Lo afferma il consigliere regionale Vincenzo Di Gregorio (Pd), preoccupato per la situazione venutasi a creare nello scalo marittimo ionico. “L’affidamento della concessione del molo polisettoriale ad una controllata del Gruppo turco Yilport – spiega Di Gregorio – è avvenuto in virtù di una intesa che ha coinvolto anche le parti sociali e che prevede precisi impegni a carico del concessionario. La pandemia ha sicuramente rallentato i piani, ma negli altri porti l’attività non si è mai fermata.

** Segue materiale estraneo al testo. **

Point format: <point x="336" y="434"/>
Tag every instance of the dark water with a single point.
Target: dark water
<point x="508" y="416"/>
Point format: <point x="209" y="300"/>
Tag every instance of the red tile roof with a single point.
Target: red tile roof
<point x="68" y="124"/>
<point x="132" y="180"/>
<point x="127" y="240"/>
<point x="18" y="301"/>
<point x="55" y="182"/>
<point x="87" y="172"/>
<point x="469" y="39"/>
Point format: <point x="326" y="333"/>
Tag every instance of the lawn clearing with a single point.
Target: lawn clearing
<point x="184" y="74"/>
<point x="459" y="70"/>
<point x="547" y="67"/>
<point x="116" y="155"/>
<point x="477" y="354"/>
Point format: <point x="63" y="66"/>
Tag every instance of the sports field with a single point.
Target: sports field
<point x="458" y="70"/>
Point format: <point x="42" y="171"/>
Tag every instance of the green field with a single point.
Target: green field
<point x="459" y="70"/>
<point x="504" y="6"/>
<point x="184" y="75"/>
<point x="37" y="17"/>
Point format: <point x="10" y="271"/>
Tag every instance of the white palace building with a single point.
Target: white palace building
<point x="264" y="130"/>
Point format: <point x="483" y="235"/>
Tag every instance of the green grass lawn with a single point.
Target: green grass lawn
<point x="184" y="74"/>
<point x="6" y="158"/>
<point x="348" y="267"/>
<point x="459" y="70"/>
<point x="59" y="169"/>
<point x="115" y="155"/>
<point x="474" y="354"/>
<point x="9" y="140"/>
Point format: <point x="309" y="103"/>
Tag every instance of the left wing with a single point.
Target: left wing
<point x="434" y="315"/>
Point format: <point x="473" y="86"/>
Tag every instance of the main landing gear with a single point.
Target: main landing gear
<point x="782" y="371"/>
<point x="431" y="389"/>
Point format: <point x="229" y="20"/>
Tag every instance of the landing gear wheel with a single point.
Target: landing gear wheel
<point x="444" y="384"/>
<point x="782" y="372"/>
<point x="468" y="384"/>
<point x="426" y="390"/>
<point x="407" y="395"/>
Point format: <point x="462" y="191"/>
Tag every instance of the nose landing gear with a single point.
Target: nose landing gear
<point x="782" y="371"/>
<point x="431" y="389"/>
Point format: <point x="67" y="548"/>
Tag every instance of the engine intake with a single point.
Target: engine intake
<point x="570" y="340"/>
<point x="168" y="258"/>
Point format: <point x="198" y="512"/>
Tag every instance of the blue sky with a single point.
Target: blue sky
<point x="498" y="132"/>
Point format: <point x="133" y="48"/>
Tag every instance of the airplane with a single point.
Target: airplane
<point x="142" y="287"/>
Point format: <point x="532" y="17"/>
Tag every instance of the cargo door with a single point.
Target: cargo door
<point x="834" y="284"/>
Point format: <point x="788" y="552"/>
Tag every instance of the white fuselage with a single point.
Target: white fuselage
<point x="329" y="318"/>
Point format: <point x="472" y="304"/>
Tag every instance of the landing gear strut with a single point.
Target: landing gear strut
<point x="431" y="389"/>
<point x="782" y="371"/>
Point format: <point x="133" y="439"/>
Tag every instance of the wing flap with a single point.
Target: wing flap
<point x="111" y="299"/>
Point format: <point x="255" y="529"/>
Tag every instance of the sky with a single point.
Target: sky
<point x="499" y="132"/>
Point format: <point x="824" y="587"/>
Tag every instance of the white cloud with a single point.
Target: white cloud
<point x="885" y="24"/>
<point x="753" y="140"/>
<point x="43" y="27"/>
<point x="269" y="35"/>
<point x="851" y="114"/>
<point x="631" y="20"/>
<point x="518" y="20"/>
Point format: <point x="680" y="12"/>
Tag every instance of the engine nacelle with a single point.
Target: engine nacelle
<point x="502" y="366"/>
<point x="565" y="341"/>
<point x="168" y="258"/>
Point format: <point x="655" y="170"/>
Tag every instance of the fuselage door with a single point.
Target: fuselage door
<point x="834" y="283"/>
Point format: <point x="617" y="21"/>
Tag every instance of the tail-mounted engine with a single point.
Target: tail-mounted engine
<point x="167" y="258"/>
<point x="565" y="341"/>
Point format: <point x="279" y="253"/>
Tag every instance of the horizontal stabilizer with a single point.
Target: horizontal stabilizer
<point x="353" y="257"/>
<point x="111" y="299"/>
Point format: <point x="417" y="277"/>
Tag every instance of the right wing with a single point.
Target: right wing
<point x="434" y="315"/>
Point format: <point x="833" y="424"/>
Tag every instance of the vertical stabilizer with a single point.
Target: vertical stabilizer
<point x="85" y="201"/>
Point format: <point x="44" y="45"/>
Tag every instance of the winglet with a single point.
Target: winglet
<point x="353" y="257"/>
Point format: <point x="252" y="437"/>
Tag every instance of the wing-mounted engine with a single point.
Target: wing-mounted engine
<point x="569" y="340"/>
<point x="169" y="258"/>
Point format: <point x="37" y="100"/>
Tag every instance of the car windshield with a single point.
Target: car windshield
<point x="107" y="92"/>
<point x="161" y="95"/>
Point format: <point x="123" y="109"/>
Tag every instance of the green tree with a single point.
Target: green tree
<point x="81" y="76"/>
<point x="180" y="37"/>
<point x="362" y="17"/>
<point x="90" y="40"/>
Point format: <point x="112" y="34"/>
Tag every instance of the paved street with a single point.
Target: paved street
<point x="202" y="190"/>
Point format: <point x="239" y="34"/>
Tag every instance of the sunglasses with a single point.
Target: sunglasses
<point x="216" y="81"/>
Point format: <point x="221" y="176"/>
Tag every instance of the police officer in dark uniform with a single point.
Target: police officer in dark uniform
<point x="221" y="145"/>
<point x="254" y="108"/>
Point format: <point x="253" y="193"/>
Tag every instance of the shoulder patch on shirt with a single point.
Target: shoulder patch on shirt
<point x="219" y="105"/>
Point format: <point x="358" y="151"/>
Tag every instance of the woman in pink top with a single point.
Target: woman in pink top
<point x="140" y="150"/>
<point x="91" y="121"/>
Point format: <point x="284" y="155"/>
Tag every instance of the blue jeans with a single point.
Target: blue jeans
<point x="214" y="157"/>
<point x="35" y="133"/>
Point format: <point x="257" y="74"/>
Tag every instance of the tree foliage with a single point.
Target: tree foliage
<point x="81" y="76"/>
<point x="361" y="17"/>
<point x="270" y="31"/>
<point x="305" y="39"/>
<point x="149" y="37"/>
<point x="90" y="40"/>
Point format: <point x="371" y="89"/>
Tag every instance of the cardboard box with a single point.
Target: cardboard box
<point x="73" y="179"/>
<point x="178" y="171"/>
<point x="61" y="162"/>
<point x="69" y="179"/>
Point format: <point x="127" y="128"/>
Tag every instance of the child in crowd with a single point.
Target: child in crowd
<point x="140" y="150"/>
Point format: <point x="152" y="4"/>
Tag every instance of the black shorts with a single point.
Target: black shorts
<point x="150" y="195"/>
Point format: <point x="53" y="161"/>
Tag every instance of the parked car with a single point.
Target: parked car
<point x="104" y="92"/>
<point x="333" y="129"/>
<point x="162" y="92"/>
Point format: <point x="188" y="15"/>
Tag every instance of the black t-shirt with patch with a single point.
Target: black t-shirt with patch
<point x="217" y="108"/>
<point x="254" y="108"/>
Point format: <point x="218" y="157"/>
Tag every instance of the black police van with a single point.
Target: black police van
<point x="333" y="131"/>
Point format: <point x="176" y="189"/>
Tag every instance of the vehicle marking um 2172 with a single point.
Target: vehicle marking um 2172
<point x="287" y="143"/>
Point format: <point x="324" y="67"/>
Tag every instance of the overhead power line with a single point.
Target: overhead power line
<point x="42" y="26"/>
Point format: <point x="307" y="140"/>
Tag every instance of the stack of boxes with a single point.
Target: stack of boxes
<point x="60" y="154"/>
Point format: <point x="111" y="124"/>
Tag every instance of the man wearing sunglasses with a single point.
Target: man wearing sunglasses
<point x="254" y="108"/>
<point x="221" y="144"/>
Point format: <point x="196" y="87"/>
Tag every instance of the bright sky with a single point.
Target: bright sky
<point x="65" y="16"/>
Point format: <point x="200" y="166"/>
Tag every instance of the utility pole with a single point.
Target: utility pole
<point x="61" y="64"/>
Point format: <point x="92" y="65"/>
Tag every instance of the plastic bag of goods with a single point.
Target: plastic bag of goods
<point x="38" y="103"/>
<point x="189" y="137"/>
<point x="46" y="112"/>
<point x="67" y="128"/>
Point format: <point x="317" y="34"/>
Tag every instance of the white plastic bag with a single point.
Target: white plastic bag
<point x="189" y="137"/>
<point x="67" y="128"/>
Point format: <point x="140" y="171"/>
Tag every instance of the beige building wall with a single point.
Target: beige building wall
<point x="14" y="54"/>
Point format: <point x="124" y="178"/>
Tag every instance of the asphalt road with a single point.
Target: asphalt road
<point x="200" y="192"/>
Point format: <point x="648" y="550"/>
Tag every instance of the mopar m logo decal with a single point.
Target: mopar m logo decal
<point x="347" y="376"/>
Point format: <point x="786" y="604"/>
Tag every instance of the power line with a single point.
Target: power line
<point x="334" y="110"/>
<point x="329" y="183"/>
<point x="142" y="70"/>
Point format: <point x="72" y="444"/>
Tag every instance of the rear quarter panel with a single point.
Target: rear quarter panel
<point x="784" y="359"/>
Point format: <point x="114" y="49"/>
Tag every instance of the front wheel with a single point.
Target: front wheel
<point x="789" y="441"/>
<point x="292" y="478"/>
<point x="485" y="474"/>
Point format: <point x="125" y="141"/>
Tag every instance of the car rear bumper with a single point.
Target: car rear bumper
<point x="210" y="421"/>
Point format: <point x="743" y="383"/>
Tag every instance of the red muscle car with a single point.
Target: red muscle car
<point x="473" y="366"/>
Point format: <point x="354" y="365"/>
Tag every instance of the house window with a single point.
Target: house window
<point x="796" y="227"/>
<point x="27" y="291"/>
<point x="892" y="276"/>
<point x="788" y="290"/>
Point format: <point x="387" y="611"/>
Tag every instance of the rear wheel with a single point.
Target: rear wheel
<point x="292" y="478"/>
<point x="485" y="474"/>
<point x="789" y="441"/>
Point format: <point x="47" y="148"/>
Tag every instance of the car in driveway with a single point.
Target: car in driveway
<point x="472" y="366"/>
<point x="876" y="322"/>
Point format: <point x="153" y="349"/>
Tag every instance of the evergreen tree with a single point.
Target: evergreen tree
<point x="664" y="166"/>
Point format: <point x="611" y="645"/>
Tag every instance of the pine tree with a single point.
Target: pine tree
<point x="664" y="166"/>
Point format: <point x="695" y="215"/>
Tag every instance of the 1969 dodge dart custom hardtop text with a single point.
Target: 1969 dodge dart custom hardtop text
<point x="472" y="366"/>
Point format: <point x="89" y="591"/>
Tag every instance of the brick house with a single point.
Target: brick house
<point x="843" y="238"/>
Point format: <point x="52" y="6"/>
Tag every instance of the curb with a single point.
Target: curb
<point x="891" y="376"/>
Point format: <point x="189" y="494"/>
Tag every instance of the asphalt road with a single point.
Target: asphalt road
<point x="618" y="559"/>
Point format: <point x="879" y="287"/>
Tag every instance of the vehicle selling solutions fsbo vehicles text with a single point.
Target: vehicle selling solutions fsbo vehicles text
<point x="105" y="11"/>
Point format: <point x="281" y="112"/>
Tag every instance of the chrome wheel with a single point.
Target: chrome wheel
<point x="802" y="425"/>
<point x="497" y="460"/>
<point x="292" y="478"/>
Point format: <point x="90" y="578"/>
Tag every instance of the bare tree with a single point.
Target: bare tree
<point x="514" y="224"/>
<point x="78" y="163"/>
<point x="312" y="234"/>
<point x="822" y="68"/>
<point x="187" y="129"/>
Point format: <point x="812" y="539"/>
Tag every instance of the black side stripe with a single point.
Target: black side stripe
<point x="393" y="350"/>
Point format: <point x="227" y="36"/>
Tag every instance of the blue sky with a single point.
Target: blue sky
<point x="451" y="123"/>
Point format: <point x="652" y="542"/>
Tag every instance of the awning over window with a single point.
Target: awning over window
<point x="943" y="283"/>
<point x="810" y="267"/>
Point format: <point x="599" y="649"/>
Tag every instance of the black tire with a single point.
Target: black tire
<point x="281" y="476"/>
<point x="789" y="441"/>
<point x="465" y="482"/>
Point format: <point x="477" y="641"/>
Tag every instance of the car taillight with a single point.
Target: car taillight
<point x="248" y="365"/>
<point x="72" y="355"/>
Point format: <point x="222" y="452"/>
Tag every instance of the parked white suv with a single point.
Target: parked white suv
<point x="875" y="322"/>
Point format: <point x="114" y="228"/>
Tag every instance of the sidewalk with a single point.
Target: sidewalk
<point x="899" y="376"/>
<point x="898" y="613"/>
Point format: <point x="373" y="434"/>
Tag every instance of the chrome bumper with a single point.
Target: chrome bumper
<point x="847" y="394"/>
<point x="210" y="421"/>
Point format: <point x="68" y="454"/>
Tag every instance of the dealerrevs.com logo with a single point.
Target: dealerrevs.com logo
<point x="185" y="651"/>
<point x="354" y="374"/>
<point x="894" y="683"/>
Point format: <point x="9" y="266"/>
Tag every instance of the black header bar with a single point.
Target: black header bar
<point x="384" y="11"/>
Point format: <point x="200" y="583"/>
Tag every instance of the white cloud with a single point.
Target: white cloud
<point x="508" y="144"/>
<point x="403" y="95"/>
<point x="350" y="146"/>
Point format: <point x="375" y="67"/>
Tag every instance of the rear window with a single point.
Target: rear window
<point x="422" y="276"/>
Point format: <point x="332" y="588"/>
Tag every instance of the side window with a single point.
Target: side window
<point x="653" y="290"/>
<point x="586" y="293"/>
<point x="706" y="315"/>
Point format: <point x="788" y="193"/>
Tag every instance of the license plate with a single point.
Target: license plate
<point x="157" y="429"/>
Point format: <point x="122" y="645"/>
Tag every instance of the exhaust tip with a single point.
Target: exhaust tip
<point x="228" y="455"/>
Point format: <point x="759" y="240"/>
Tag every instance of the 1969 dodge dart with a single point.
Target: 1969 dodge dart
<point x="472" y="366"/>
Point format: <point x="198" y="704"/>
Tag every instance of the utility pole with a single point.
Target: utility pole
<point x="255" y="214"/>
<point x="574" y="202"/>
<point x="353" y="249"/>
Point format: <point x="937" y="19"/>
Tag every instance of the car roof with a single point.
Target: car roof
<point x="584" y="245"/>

A Taranto, invece, il traffico container stenta a ripartire e, finora, non sono state attivate nuove linee di collegamento. Le banchine sono vuote e l’occupazione non decolla. Dei circa 500 ex lavoratori Tct, solo 120 sono rientrati in attività, 20 dei quali a tempo determinato”.
Secondo il consigliere regionale, “il territorio ionico e la Regione Puglia devono sostenere le iniziative volte a difendere il porto di Taranto facendo fronte comune insieme all’Autorità portuale e ai sindacati. L’auspicio è che le preoccupazioni emerse in questi giorni vengano prontamente chiarite dalla società concessionaria. Se così non fosse, l’Autorità portuale ha gli strumenti per rinegoziare i termini della concessione e per valutare eventuali richieste da parte di altri operatori”.